Researchers at Purdue University have developed a technique using spun-sugar filaments to create a scaffold of tiny synthetic tubes that might serve as conduits to regenerate nerves severed in accidents or blood vessels damaged by disease.
The sugar filaments are coated with a corn-based degradable polymer, and then the sugar is dissolved in water, leaving behind bundles of hollow polymer tubes that mimic those found in nerves, said Riyi Shi, an associate professor in Purdue's Weldon School of Biomedical Engineering and Department of Basic Medical Sciences.
The scaffold could be used to promote nerve regeneration by acting as a bridge placed between the ends of severed nerves, said biomedical engineering doctoral student Jianming Li, who is a member of Shi's research team that developed the technique.
The researchers are initially concentrating on the peripheral nerves found in the limbs and throughout the body because nerve regeneration is more complex in the spinal cord. About 800,000 peripheral nerve injuries are reported annually in the United States, with about 50,000 requiring surgery.
The approach also might have applications in repairing blood vessels damaged by trauma and disease such as atherosclerosis and diabetes, Shi said.
The new approach represents a potential alternative to the conventional surgical treatment, which uses a nerve "autograft" taken from the leg or other part of the body to repair the injured nerves. Researchers are trying to develop artificial scaffolds to replace the autografts because removing the donor nerve causes a lack of sensation in the portion of the body where it was removed.
"The autograft is the lesser of two evils because you have to sacrifice a healthy nerve to repair a damaged segment," said Li, who led the research.

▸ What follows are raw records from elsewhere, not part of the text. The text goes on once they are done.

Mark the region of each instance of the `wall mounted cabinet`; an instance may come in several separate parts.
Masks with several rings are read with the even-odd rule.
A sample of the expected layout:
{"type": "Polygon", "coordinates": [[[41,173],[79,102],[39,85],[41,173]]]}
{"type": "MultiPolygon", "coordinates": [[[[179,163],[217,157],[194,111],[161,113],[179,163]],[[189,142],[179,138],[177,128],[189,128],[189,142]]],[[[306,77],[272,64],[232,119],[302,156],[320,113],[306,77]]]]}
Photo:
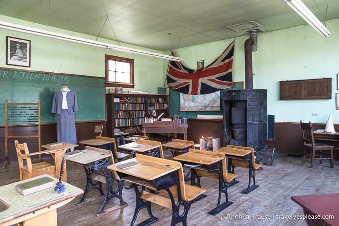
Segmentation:
{"type": "Polygon", "coordinates": [[[280,99],[331,99],[332,78],[280,81],[280,99]]]}

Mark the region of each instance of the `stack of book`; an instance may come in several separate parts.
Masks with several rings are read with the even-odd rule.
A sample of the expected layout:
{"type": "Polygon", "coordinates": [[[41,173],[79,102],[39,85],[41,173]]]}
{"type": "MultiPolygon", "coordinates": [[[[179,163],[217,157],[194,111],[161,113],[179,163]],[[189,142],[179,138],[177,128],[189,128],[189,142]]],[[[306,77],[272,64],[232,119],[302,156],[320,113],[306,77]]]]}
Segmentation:
{"type": "Polygon", "coordinates": [[[122,135],[123,133],[124,133],[124,131],[120,131],[120,130],[117,128],[114,128],[114,136],[117,136],[118,135],[122,135]]]}

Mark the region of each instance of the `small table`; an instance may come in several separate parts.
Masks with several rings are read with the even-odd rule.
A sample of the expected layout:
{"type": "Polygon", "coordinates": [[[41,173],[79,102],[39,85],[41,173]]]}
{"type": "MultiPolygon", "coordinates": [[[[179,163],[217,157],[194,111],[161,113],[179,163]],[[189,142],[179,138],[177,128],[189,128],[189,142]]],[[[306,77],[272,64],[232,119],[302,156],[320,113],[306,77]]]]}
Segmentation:
{"type": "Polygon", "coordinates": [[[189,143],[185,144],[175,141],[171,141],[163,144],[162,147],[165,148],[165,150],[170,151],[174,157],[177,155],[176,154],[177,151],[183,153],[188,152],[189,148],[194,147],[192,146],[192,144],[189,143]]]}
{"type": "MultiPolygon", "coordinates": [[[[218,152],[221,152],[225,155],[225,157],[228,159],[228,172],[234,174],[234,166],[232,165],[231,159],[241,159],[244,161],[249,162],[249,167],[248,173],[248,186],[247,188],[243,190],[241,193],[244,194],[248,194],[255,189],[258,188],[259,185],[255,184],[255,177],[254,171],[253,169],[252,163],[252,151],[249,150],[244,150],[240,148],[234,148],[233,147],[224,147],[215,151],[218,152]],[[253,178],[254,185],[251,186],[251,178],[253,178]]],[[[237,184],[239,181],[235,179],[233,181],[228,183],[228,187],[230,187],[234,184],[237,184]]]]}
{"type": "Polygon", "coordinates": [[[66,160],[82,166],[86,172],[86,182],[85,192],[80,201],[77,204],[79,205],[93,199],[92,198],[85,200],[86,196],[92,190],[98,190],[101,195],[104,194],[101,188],[101,183],[104,182],[106,184],[106,194],[104,194],[105,197],[102,201],[102,204],[96,215],[97,216],[127,206],[128,204],[124,202],[122,197],[124,180],[117,181],[117,188],[116,191],[113,191],[113,182],[114,179],[112,172],[107,169],[107,166],[113,162],[112,152],[108,150],[100,149],[91,147],[87,147],[87,148],[88,149],[83,150],[81,154],[75,156],[64,155],[66,160]],[[104,176],[104,180],[100,176],[104,176]],[[97,182],[95,183],[93,183],[93,179],[97,180],[97,182]],[[110,193],[112,194],[110,195],[110,193]],[[104,210],[105,206],[108,200],[114,197],[118,198],[120,200],[119,206],[104,210]]]}
{"type": "MultiPolygon", "coordinates": [[[[48,149],[50,151],[50,154],[54,159],[54,164],[55,165],[55,178],[59,178],[60,177],[60,167],[61,166],[61,162],[63,160],[62,158],[62,155],[65,154],[65,152],[70,148],[71,147],[77,147],[79,145],[74,144],[71,144],[66,142],[63,142],[62,145],[59,145],[54,147],[49,147],[46,145],[41,145],[41,147],[48,149]]],[[[44,151],[45,153],[46,152],[44,151]]],[[[67,182],[67,170],[66,169],[66,164],[64,165],[64,170],[65,173],[63,175],[62,180],[63,181],[67,182]]]]}
{"type": "Polygon", "coordinates": [[[123,139],[123,140],[127,142],[128,143],[130,143],[130,142],[134,142],[135,141],[135,140],[138,140],[138,139],[141,139],[141,140],[147,140],[147,139],[146,138],[144,138],[142,137],[125,137],[125,138],[123,139]]]}
{"type": "Polygon", "coordinates": [[[154,144],[145,143],[140,144],[134,142],[120,145],[118,146],[118,147],[127,150],[129,152],[131,153],[133,157],[135,156],[136,153],[139,153],[150,156],[160,158],[159,147],[161,146],[161,145],[156,145],[154,144]],[[141,147],[137,147],[139,146],[139,145],[140,145],[141,147]]]}
{"type": "MultiPolygon", "coordinates": [[[[138,225],[149,225],[159,220],[152,214],[150,205],[151,203],[149,201],[145,202],[141,198],[145,188],[141,191],[139,191],[137,185],[144,187],[145,184],[149,184],[149,186],[155,187],[158,191],[165,189],[170,195],[172,193],[169,190],[169,187],[179,184],[178,181],[178,170],[180,168],[179,166],[173,164],[165,165],[162,162],[156,161],[147,161],[141,159],[139,159],[137,156],[136,158],[113,164],[108,166],[107,168],[116,172],[119,177],[132,183],[134,185],[136,197],[136,204],[134,214],[130,223],[131,226],[134,224],[140,210],[144,208],[147,209],[150,218],[138,225]],[[140,164],[125,169],[118,167],[119,165],[131,161],[136,161],[140,164]]],[[[178,186],[178,191],[177,191],[176,192],[180,194],[180,186],[178,186]]],[[[172,220],[173,222],[176,220],[175,213],[178,212],[180,205],[180,203],[177,204],[174,198],[171,199],[171,202],[172,206],[172,220]]]]}
{"type": "Polygon", "coordinates": [[[65,182],[63,183],[66,187],[65,192],[60,194],[54,193],[53,188],[27,195],[22,195],[16,192],[16,184],[44,177],[51,178],[55,183],[59,181],[44,174],[0,187],[0,200],[4,200],[9,205],[8,209],[0,212],[0,225],[56,226],[57,209],[83,193],[82,189],[65,182]]]}
{"type": "MultiPolygon", "coordinates": [[[[190,167],[192,168],[191,184],[192,186],[197,186],[199,188],[201,187],[200,182],[200,177],[197,176],[195,172],[195,170],[197,169],[207,170],[210,173],[217,173],[218,174],[219,195],[217,207],[209,212],[209,214],[214,216],[215,216],[233,203],[232,202],[228,201],[226,198],[226,202],[220,205],[222,193],[226,193],[225,195],[227,197],[227,190],[224,190],[223,188],[225,182],[223,177],[223,167],[221,161],[223,159],[224,157],[220,156],[191,152],[187,152],[173,158],[173,160],[180,161],[183,165],[190,167]],[[193,164],[192,164],[192,163],[193,163],[193,164]],[[189,166],[189,165],[193,166],[194,164],[197,164],[197,165],[198,166],[189,166]],[[200,164],[202,164],[202,165],[199,165],[200,164]]],[[[206,194],[201,194],[194,201],[199,200],[206,196],[206,194]]]]}
{"type": "Polygon", "coordinates": [[[339,193],[292,196],[291,199],[303,208],[307,225],[338,225],[339,193]],[[316,216],[321,219],[310,219],[316,216]]]}
{"type": "Polygon", "coordinates": [[[97,147],[98,148],[110,150],[112,151],[113,150],[112,144],[114,143],[114,141],[113,140],[100,139],[100,136],[98,136],[97,137],[96,139],[82,141],[79,142],[79,144],[87,145],[91,147],[97,147]]]}
{"type": "Polygon", "coordinates": [[[144,135],[149,137],[150,133],[183,133],[184,140],[187,140],[187,123],[157,121],[153,123],[144,123],[144,135]]]}

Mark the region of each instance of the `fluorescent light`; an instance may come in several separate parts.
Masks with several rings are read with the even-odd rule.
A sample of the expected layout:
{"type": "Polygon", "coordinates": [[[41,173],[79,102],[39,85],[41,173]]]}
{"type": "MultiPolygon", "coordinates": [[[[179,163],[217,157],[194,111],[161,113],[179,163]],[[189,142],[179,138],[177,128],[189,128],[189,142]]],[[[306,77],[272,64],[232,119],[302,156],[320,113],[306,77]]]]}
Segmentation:
{"type": "Polygon", "coordinates": [[[92,46],[96,47],[100,47],[101,48],[107,48],[108,49],[112,49],[119,52],[127,52],[128,53],[131,53],[134,54],[143,55],[157,58],[163,59],[173,61],[182,61],[182,58],[180,57],[175,57],[155,52],[149,52],[148,51],[144,51],[136,48],[129,48],[128,47],[124,47],[115,45],[105,43],[97,41],[92,41],[90,39],[80,38],[66,34],[63,34],[55,32],[49,32],[48,31],[44,31],[40,29],[30,28],[17,24],[12,24],[3,21],[0,21],[0,28],[3,29],[7,29],[15,32],[22,32],[35,35],[42,36],[48,38],[55,38],[69,42],[79,43],[81,44],[87,45],[92,46]]]}
{"type": "Polygon", "coordinates": [[[323,37],[329,37],[331,32],[301,0],[283,0],[323,37]]]}

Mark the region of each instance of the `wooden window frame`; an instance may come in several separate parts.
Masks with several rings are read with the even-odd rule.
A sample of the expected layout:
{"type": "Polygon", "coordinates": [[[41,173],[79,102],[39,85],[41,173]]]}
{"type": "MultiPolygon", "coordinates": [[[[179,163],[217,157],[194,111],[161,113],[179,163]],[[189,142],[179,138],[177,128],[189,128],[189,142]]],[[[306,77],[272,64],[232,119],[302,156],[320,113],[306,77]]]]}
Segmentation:
{"type": "Polygon", "coordinates": [[[105,55],[105,78],[106,86],[117,87],[123,88],[134,88],[134,60],[132,59],[125,58],[111,55],[105,55]],[[130,83],[115,82],[108,81],[108,61],[113,60],[129,63],[130,66],[129,75],[130,83]]]}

New findings were published online in December and this month in the print edition of the journal Langmuir . The paper was written by Li, biomedical engineering doctoral student Todd A. Rickett and Shi. Rickett also is attending the Indiana University School of Medicine in an MD-Ph.D. program.
Researchers from Cornell University published similar findings online Feb. 9 in the journal Soft Matter . Those findings focused on using the technique to create vascular networks for providing blood and nutrients to tissues and grafts.

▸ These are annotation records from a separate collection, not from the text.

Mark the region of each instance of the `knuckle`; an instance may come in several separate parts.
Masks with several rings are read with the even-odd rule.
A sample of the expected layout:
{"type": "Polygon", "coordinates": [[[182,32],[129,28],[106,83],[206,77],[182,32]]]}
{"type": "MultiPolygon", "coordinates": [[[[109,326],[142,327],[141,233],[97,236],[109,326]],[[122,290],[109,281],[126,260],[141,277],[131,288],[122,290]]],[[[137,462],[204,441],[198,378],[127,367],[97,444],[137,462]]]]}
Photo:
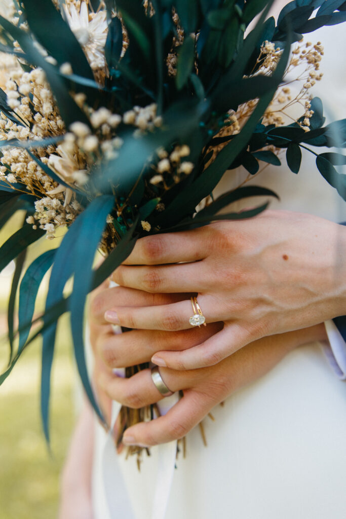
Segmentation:
{"type": "Polygon", "coordinates": [[[106,298],[103,292],[97,294],[90,302],[90,315],[92,319],[100,318],[105,312],[106,298]]]}
{"type": "Polygon", "coordinates": [[[188,427],[177,420],[172,420],[169,426],[169,432],[172,438],[175,440],[179,440],[183,438],[189,431],[188,427]]]}
{"type": "Polygon", "coordinates": [[[144,274],[143,280],[144,290],[147,292],[156,292],[162,286],[161,276],[154,269],[150,269],[144,274]]]}
{"type": "Polygon", "coordinates": [[[160,236],[152,236],[143,240],[142,244],[143,257],[149,265],[160,260],[164,252],[164,240],[160,236]]]}
{"type": "Polygon", "coordinates": [[[166,311],[161,319],[161,323],[164,330],[171,332],[179,329],[180,321],[175,313],[166,311]]]}
{"type": "Polygon", "coordinates": [[[205,350],[202,353],[202,359],[205,366],[213,366],[218,364],[223,360],[223,356],[219,351],[205,350]]]}
{"type": "Polygon", "coordinates": [[[103,340],[99,345],[99,351],[103,360],[109,367],[121,367],[120,359],[109,340],[103,340]]]}
{"type": "Polygon", "coordinates": [[[143,396],[135,389],[129,388],[124,395],[123,403],[132,409],[139,409],[144,406],[143,396]]]}

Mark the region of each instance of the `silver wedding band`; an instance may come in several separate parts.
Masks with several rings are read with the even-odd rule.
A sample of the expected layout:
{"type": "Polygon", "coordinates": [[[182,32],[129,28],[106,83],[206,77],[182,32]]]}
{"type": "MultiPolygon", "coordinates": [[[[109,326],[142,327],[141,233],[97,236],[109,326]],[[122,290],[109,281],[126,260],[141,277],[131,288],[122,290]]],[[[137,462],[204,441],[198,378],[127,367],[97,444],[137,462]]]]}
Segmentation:
{"type": "Polygon", "coordinates": [[[173,394],[173,391],[167,387],[164,382],[162,379],[162,377],[159,371],[159,366],[154,366],[151,368],[151,378],[155,385],[155,387],[159,391],[162,397],[170,397],[173,394]]]}

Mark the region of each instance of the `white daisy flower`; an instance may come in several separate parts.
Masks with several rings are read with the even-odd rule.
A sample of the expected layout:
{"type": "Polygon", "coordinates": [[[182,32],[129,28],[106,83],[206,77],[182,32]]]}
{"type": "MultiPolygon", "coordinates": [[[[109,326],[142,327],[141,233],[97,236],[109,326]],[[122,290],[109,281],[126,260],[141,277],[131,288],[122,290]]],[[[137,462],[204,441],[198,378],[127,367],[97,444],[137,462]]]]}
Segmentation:
{"type": "Polygon", "coordinates": [[[104,46],[108,24],[105,11],[89,13],[86,2],[80,3],[78,12],[74,5],[63,6],[66,20],[79,44],[83,47],[93,70],[105,66],[104,46]]]}

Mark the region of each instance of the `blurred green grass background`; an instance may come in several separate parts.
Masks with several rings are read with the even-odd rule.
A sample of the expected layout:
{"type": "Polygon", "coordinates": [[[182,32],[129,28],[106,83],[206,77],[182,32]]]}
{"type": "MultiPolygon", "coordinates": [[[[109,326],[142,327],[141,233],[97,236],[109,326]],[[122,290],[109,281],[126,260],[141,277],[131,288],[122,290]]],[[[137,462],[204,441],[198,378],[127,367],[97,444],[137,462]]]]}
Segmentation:
{"type": "MultiPolygon", "coordinates": [[[[0,232],[0,243],[20,224],[17,214],[0,232]]],[[[29,264],[60,241],[44,238],[34,245],[29,264]]],[[[25,270],[24,270],[25,271],[25,270]]],[[[11,277],[0,275],[0,336],[7,329],[6,309],[11,277]]],[[[44,280],[35,311],[41,310],[47,291],[44,280]]],[[[39,413],[41,343],[24,351],[8,378],[0,386],[0,519],[54,519],[58,509],[60,473],[75,416],[76,375],[68,319],[60,320],[52,376],[50,406],[51,454],[42,431],[39,413]]],[[[0,342],[0,369],[6,368],[9,346],[0,342]]]]}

The synthetic scaffold resembles the structural assembly of natural nerves, which are made of thousands of small tubes bundled together. These tubes act as sheaths that house the conducting elements of the nerve cell.

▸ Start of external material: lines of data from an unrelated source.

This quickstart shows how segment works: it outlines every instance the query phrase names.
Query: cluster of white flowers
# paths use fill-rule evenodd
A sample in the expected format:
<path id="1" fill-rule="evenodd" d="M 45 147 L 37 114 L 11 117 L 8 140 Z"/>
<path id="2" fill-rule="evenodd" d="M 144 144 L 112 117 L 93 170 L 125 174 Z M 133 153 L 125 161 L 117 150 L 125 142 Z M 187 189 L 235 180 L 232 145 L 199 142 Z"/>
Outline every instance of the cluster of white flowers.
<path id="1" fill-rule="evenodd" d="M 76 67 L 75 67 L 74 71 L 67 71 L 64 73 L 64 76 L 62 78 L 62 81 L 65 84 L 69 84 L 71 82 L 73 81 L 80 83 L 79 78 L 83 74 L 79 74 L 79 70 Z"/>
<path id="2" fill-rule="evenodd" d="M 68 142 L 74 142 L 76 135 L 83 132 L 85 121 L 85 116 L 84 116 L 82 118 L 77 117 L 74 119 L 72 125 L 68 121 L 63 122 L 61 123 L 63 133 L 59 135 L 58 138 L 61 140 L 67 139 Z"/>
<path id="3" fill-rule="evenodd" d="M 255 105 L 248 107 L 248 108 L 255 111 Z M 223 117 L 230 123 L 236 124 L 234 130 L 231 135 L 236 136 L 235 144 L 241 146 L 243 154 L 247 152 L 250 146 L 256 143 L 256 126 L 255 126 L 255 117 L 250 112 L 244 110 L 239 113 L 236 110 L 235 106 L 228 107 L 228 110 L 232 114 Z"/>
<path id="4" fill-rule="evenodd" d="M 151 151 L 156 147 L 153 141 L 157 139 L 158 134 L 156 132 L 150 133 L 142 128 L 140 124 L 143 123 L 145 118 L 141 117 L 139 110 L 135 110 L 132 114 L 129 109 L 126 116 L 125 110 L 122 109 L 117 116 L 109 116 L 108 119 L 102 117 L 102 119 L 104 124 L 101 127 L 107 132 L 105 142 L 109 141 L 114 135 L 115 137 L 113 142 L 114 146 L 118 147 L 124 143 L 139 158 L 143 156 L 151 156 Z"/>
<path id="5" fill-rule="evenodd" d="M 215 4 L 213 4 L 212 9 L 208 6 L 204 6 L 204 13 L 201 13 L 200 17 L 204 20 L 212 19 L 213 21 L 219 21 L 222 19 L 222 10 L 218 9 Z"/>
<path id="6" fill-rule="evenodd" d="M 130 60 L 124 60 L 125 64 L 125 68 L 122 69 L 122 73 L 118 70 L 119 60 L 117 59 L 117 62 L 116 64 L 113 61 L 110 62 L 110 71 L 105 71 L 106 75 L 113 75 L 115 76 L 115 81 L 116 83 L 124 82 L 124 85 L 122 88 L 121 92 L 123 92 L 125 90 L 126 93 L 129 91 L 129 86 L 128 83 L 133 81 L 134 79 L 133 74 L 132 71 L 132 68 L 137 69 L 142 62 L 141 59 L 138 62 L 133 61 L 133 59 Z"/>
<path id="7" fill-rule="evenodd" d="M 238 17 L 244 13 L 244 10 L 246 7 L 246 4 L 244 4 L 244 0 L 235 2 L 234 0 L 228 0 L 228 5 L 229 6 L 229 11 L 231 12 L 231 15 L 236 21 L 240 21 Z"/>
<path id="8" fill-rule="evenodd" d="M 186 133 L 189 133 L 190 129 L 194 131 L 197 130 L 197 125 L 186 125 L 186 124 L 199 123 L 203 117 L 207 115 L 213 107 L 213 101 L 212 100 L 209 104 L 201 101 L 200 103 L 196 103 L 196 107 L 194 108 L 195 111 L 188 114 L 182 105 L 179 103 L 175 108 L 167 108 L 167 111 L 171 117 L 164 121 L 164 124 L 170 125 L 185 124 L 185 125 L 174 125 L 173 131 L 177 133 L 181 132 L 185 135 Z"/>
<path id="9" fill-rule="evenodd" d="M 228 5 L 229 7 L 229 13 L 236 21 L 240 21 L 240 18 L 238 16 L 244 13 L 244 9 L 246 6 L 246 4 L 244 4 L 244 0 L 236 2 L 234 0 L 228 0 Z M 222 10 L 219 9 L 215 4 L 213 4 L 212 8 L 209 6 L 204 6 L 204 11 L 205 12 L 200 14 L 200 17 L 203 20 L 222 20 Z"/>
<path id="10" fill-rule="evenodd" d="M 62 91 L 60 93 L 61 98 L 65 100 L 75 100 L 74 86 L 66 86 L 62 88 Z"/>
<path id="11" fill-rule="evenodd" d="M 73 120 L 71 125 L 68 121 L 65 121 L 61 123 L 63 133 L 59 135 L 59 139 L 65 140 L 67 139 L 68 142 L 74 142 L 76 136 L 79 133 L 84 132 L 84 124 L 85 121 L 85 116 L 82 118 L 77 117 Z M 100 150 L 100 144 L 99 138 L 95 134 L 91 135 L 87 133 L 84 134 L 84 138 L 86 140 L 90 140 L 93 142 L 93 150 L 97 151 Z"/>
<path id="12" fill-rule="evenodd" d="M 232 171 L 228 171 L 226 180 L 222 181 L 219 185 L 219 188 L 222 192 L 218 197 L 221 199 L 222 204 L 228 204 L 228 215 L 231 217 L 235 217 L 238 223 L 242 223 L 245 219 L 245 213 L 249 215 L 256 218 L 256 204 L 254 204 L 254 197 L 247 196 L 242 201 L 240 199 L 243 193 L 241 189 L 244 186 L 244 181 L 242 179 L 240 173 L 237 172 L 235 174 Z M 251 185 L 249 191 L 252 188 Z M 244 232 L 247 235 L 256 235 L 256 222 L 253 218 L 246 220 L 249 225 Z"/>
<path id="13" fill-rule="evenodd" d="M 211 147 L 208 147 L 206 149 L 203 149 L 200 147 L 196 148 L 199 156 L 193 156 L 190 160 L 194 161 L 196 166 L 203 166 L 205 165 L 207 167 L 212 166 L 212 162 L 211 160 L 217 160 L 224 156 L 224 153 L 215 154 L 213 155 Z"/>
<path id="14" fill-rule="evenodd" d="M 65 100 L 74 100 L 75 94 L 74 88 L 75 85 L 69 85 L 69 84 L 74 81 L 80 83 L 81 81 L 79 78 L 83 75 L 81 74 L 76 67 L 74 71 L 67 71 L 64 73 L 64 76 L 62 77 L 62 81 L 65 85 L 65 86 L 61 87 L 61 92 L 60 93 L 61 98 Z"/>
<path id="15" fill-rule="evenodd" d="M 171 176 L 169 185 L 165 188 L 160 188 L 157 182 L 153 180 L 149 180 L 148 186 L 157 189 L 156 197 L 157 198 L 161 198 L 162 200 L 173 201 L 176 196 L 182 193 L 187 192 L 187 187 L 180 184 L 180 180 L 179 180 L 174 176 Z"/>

The first step in making the tubes is to spin sugar fibers from melted sucrose.
"It's basically like making cotton candy," Li said.
The sugar filaments were coated with a polymer called poly L-lactic acid. After the filaments were dissolved, hollow tubes of the polymer remained. The researchers then grew nerve-insulating cells called Schwann cells on these polymer tubes. These cells automatically aligned lengthwise along the tubes, as did nerve cells grown on top of the Schwann cells.
This alignment is critical for the fast growth of nerves, Shi said.
Nerve cells grew not only inside the hollow tubes but also around the outside of the tubes.